The top-nodes algorithm is an algorithm for managing a resource reservation calendar. The algorithm has been first published in 2003, and has been improved in 2009. It is used when a resource is shared among many users (for example bandwidth in a telecommunication link, or disk capacity in a large data center).

The algorithm allows users to:
- check if an amount of resource is available during a specific period of time,
- reserve an amount of resource for a specific period of time,
- delete a previous reservation,
- move the calendar forward (the calendar covers a defined duration, and it must be moved forward as time goes by).

==Principle==
The calendar is stored as a binary tree where leaves represent elementary time periods. Other nodes represent the period of time covered by all their descendants.

Example of a seven-hour calendar (with elementary periods of one hour)

The period of time covered by a reservation is represented by a set of "top-nodes". This set is the minimal set of nodes that exactly cover the reservation period of time.

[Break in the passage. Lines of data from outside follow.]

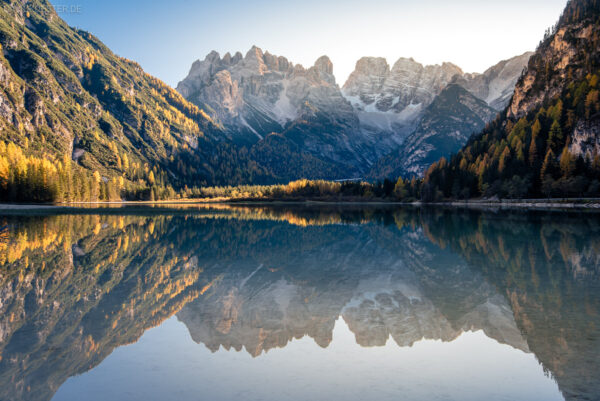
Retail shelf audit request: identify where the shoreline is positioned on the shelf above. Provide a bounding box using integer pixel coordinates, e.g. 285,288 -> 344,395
0,198 -> 600,214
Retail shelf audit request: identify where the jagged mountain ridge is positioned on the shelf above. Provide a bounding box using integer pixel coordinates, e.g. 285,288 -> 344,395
0,0 -> 284,191
370,83 -> 496,178
342,53 -> 532,136
177,46 -> 529,178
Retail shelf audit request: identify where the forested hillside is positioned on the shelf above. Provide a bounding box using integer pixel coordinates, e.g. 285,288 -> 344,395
422,0 -> 600,200
0,0 -> 269,201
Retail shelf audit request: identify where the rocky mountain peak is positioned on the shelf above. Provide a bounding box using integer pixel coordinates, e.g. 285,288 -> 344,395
315,56 -> 333,74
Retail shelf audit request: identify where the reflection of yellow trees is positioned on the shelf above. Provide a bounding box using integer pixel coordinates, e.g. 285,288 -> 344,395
0,215 -> 150,265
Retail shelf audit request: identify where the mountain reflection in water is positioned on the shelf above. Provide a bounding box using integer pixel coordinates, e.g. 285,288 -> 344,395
0,206 -> 600,400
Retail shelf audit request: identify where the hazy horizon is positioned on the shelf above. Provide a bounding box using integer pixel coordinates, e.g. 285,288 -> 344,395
52,0 -> 566,86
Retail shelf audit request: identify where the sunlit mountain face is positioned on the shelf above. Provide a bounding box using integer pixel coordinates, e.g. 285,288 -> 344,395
0,206 -> 600,400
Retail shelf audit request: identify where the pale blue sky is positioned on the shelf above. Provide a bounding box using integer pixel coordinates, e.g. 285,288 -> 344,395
52,0 -> 566,86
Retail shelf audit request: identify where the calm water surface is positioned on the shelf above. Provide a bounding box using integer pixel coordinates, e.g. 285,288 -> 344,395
0,206 -> 600,401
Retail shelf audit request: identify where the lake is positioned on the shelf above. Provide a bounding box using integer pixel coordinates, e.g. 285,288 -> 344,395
0,205 -> 600,401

A node of the binary tree is a "top-node" for a given reservation if
- all its descendants are inside the reservation period of time, and
- it is the root node, or at least one descendant of the parent node is outside of the reservation period of time.

Top-nodes for a reservation from 1:00 to 5:59

The following value is stored in each node:
 q(node) = max(q(left child), q(right child))
           + total amount of reserved resource for all reservations having this node as a "top-node"
(for code optimization, the two parts of this sum are usually stored separately.)

==Performance==
The advantage of this algorithm is that the time to register a new resource reservation depends only on the calendar size (it does not depend on the total number of reservations).

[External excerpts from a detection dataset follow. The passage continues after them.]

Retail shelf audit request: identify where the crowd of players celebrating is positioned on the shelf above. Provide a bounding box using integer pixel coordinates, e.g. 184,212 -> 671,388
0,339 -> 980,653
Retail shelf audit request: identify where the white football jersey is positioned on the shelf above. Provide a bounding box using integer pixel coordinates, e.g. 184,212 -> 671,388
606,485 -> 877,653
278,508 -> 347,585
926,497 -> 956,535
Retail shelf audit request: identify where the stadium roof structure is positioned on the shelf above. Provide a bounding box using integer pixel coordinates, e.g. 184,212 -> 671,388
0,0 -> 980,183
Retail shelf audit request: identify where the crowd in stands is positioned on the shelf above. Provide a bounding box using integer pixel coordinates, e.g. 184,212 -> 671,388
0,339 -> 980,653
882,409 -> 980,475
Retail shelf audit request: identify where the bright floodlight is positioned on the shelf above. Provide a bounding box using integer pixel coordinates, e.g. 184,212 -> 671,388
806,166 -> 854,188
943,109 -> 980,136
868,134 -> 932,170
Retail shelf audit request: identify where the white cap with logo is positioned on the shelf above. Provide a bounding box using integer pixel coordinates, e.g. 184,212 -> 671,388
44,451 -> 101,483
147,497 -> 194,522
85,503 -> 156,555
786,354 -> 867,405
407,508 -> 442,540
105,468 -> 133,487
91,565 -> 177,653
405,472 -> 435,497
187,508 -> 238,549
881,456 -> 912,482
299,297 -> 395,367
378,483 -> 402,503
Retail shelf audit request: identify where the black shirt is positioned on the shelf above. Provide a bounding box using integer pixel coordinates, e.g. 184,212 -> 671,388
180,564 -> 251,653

Let n be the number of elementary periods in the calendar.

The maximal number of "top-nodes" for a given reservation is 2.log n.
- to check if an amount of resource is available during a specific period of time : O(log n)
- to reserve an amount of resource for a specific period of time : O(log n)
- to delete a previous reservation : O(log n)
- to move the calendar forward : O(log n + M.log n)
where M is the number of reservations that are active during the added calendar periods.

(M = 0 if reservations are not allowed after the end of the calendar.)